KUHPer dan KUHD Tidak Memadai Lagi
Berita

KUHPer dan KUHD Tidak Memadai Lagi

Perkembangan teknnologi komputer dan informasi serta perkembangan bisnis lewat internet (e-commerce) di Indonesia belum diikuti pengaturan hukum yang memadai dalam perangkat perundang-undangan. Pasalnya, perundang-undangan yang ada, seperti hukum kontrak dalam KUH Perdata (KuhPer) dan KUH Dagang (KUHD) tidaklah memadai lagi.

Muk/APr
Bacaan 2 Menit
KUHPer dan KUHD Tidak Memadai Lagi
Hukumonline

H.A.S Natabaya, Kepala Badan Pembinaan Hukum Nasional  (BPHN), mengemukakan hal itu dalam cyberlaw course di Fakultas Hukum Universitas Indonesia baru-baru ini. Ia melihat, kebebasan siber di bidang perdata memungkinkan komunitas global berkomunikasi dan memiliki akses terhadap informasi dan berinteraksi secara luas.

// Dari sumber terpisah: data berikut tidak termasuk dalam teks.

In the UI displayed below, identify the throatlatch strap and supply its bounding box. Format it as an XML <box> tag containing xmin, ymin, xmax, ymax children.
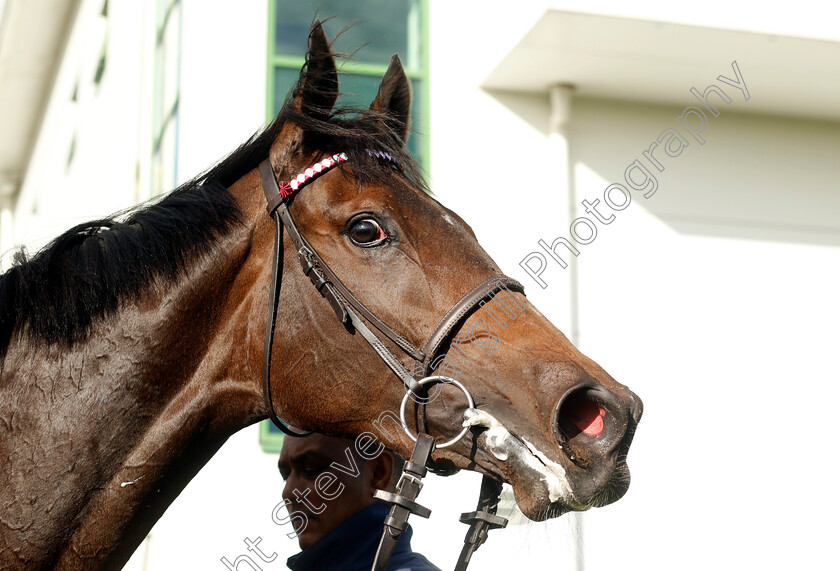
<box><xmin>371</xmin><ymin>433</ymin><xmax>435</xmax><ymax>571</ymax></box>
<box><xmin>455</xmin><ymin>476</ymin><xmax>507</xmax><ymax>571</ymax></box>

Menurut Natabaya, beberapa permasalahan hukum yang mungkin timbul berkaitan dengan aktifitas di internet adalah bidang hukum kontrak dan dagang sehubungan dengan transaksi secara elektronis, seperti kapan saat sebuah kontrak ditutup.

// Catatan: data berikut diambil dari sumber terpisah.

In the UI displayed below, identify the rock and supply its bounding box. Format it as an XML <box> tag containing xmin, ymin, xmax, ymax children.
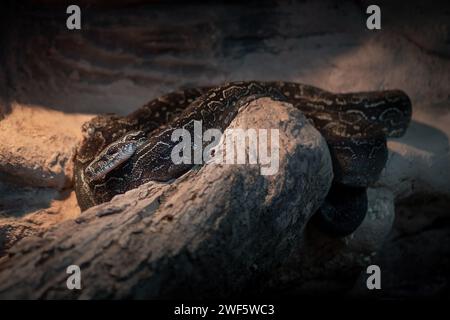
<box><xmin>0</xmin><ymin>99</ymin><xmax>332</xmax><ymax>298</ymax></box>
<box><xmin>0</xmin><ymin>104</ymin><xmax>91</xmax><ymax>190</ymax></box>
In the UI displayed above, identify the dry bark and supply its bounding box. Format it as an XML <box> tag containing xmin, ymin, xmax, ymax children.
<box><xmin>0</xmin><ymin>99</ymin><xmax>332</xmax><ymax>298</ymax></box>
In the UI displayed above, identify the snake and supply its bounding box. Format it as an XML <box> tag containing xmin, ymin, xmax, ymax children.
<box><xmin>74</xmin><ymin>81</ymin><xmax>412</xmax><ymax>237</ymax></box>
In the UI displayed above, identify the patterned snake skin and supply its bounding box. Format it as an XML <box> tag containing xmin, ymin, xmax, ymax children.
<box><xmin>74</xmin><ymin>81</ymin><xmax>412</xmax><ymax>236</ymax></box>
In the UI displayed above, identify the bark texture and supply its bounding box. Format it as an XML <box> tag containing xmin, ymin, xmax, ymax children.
<box><xmin>0</xmin><ymin>99</ymin><xmax>332</xmax><ymax>298</ymax></box>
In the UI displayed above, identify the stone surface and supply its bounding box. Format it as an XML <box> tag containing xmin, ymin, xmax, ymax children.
<box><xmin>0</xmin><ymin>1</ymin><xmax>450</xmax><ymax>297</ymax></box>
<box><xmin>0</xmin><ymin>99</ymin><xmax>332</xmax><ymax>298</ymax></box>
<box><xmin>0</xmin><ymin>105</ymin><xmax>91</xmax><ymax>190</ymax></box>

Selain itu, yang masih mengganjal adalah keabsahan dokumen dan catatan elektronis tanpa tanda tangan, serta apakah selain barang bergerak dan  jasa dapat dijadikan sebagai obyek transaksi e-commerce.

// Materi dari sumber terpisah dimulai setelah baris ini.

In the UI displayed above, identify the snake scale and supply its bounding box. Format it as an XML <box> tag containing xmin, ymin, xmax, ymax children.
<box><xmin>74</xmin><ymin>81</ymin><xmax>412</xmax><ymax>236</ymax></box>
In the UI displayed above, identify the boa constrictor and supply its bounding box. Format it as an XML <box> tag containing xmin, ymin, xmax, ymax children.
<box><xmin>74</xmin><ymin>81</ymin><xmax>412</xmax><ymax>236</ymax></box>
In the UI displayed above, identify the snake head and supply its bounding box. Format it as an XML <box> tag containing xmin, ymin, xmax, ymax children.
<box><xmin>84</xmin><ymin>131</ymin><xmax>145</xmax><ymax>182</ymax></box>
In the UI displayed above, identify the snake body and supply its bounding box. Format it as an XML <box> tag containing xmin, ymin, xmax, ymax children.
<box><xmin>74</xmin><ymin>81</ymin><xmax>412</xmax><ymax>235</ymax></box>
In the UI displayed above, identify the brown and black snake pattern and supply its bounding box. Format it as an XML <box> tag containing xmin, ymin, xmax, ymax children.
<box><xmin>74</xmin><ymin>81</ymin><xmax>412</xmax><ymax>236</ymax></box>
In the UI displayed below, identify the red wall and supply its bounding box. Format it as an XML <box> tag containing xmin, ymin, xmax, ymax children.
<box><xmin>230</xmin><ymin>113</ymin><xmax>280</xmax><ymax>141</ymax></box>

Sesuai dengan ketentuan di Indonesia, pemindahan hak atas barang tidak bergerak, misalnya saja tanah, harus dilakukan di depan pejabat yang berwenang seperti notaris. Jelas di sini ada permasalahan hukum, yakni mengenai bagaimana peralihan hak dilaksanakan.

Permasalahan lainnya yakni mengenai pertanggungjawaban dari network service provider selaku perantara, serta bagaimana pengaturan hukum dan forum pengadilan mana yang berwenang dalam penyelesaian kasus-kasus yang timbul.

Namun satu hal yang penting, menurut Natabaya, tidak adanya hukum yang secara spesifik mengatur masalah penggunaan teknologi informasi, bukan berarti tidak ada hukum yang berlaku. "Di mana ada masyarakat, dalam hal ini masyarakat informasi, maka di situ pasti ada hukum yang berlaku," tegas Natabaya.

Urgensi cyberlaw?

Natabaya yang juga menangani masalah infrastuktur hukum di Tim Koordinasi Telematika Indonesia (TKTI) memandang, pembicaraan mengenai urgensi cyberlaw bagi Indonesia merupakan hal yang aneh. Terlebih, di saat pemerintah dan masyarakat tengah dihadapkan kepada krisis yang bersifat multi dimensional.